Актон снял рубашку. В дверях толпятся люди, тянут шеи, чтобы увидеть. Пластинок больше не слышно. Кто-то играет на пианино, ах да, они ждали, что он придет, а женщина поет. Плохо слышно, но я и так знаю слова наизусть.
Фелис. Она слишком сильно жмет мне руку. Пусть наклонится ко мне. У нее такие большие глаза, как лампы на потолке. Она спрашивает, это он?
Им нужно его имя, чтобы броситься за ним вдогонку. Отобрать у него чемоданчик с образцами, но как же можно, там же Бернадина, Рошель и Фей. Мама знает имя, но мама не скажет. Ведь был же весь мир в моей руке, Фелис. Там, в комнате с замерзшими стеклами.
Фелис наклоняется, и я кричу ей в ухо. Мне кажется, я кричу. Мне кажется.
Люди уходят.
Теперь видно. Через дверь я вижу стол. На нем коричневое деревянное блюдо, плоское как поднос, доверху полное апельсинов. Теперь ясно, темное блюдо, гора апельсинов, одних золотых апельсинов. Слушай. Я не знаю, кто это поет, но слова я знаю наизусть».

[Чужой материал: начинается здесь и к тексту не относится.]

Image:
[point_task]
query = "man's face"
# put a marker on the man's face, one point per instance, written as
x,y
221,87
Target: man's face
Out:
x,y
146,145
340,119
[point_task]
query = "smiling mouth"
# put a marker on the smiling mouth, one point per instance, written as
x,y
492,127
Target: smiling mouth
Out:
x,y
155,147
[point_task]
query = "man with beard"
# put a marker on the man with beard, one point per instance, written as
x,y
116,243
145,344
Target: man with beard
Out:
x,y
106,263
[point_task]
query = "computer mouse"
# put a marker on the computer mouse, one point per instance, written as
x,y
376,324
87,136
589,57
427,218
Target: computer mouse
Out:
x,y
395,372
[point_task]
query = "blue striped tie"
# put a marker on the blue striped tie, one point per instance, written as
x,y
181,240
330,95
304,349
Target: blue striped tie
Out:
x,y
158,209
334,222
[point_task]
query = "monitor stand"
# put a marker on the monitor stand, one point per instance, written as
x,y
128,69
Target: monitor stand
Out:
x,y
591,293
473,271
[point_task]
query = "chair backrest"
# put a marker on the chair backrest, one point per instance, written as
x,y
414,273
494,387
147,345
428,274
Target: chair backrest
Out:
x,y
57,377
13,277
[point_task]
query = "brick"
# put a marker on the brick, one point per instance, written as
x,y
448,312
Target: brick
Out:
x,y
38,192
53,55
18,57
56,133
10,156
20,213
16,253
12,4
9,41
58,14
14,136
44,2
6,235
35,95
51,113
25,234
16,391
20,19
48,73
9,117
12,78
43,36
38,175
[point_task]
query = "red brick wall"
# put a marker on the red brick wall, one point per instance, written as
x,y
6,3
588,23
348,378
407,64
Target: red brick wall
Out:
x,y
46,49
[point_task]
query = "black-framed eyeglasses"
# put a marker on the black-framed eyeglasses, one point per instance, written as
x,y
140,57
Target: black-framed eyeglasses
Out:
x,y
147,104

Золотые. Золотые стояли деньки: погодка для влюбленных, так люди говорили. Пик года. Вот тогда-то все и началось. В день столь хрустально– чистый и ясный, что деревья шелестели, кичась. Зажатые среди бетонных стен, едва дыша, все равно кичились. Глупые, глупые, но что же сделать, день был такой. Я своими глазами видела, как Ленокс-авеню вдруг раскинулась во все стороны, стала шире, и мужчины выходили из лавок, чтобы подивиться на нее, чтобы постоять, засунув руки под передник или в задние карманы, поозираться на широкую улицу, желавшую вместить побольше чудного дня. Увечные ветераны в одежде, отчасти военной, отчасти гражданской, больше не таращились хмуро на занятых работой людей, а шли к церковному фургончику и, поев,
разваливались на обочине, как на файфовском[25] диване, скручивать свои цигарки. Женщины спотыкались на выбоинах тротуара, а вместо того. Чтобы глядеть под ноги, взглядывали на верхушки деревьев, пытаясь понять, откуда этот свет. Издалека доносился шорох шин на М11 и М2, и паккардов было почти не слышно. Даже шумливые форды угомонились, у шоферов пропало желание дуть в рожок или, выглянув из бокового окна, подтрунивать над пешеходами, медленно ползущими через улицу. Золото дня пронимало и их, и они кричали женщинам, чьи черные блестящие каблучки застревали в трещинах: «Все отдам, что хочешь! поедем ко мне»!
Парни на крышах сменили мелодию: наплевавшись вдоволь и поразглядывав с недоумением мундштуки инструментов, они приладили их назад, раздули щеки, и зазвучал вот этот самый свет, чистый, сильный и щедрый, что ли. Как они играли, так вы бы подумали, что все всем прощено. Труднее было кларнетам: медные разошлись вовсю, не шастали как обычно по низам, а звучали высоко и чисто, будто девочка поет у ручья, ждет чего-то, ножки застывшие в воде полощет. Парни-то эти никакой такой девчонки никогда, конечно, не видали, и ручья тоже, но в тот день само придумалось. На крышах. На двести пятьдесят четвертом, где нет ограждений по краям, и на сто тридцать первом с яблочно-зеленой цистерной для воды, и на соседнем сто тридцать третьем, где помидорная рассада в банках из-под масла и тюфяк. Чтобы спать в жаркую ночь, скрываться от духоты или от комаров, которым лень лететь так высоко да и жаль оставлять нежные шеи там, внизу. Так что и на Ленокс, и на Сент-Николас, а оттуда по 135-й, Лексингтон, Ковент и вплоть до Восьмой я слышала их, слышала, как рвались наружу их сахарные сердца, как тек кленовый сахар по четырехсотлетним стволам, а собрать его в ведро, так ведра-то у них и не было, и не нужно им никакого ведра. Им только что и нужно было, чтобы тек весь день этот сахар, хочет, медленно, а хочет, пусть и быстро, только чтобы свободно тек по старым стволам, набухшим сладостью.
Вот как играли мальчики на своих медных в тот день. Уверенные в себе, уверенные в своей святости, стояли на крыше, сначала лицом друг к другу, а потом, когда стало ясно, что кларнетам тут нечего делать, повернулись к ним спиной, задрали вверх свои дудки и вошли в свет, чистый, ровный и щедрый, что ли.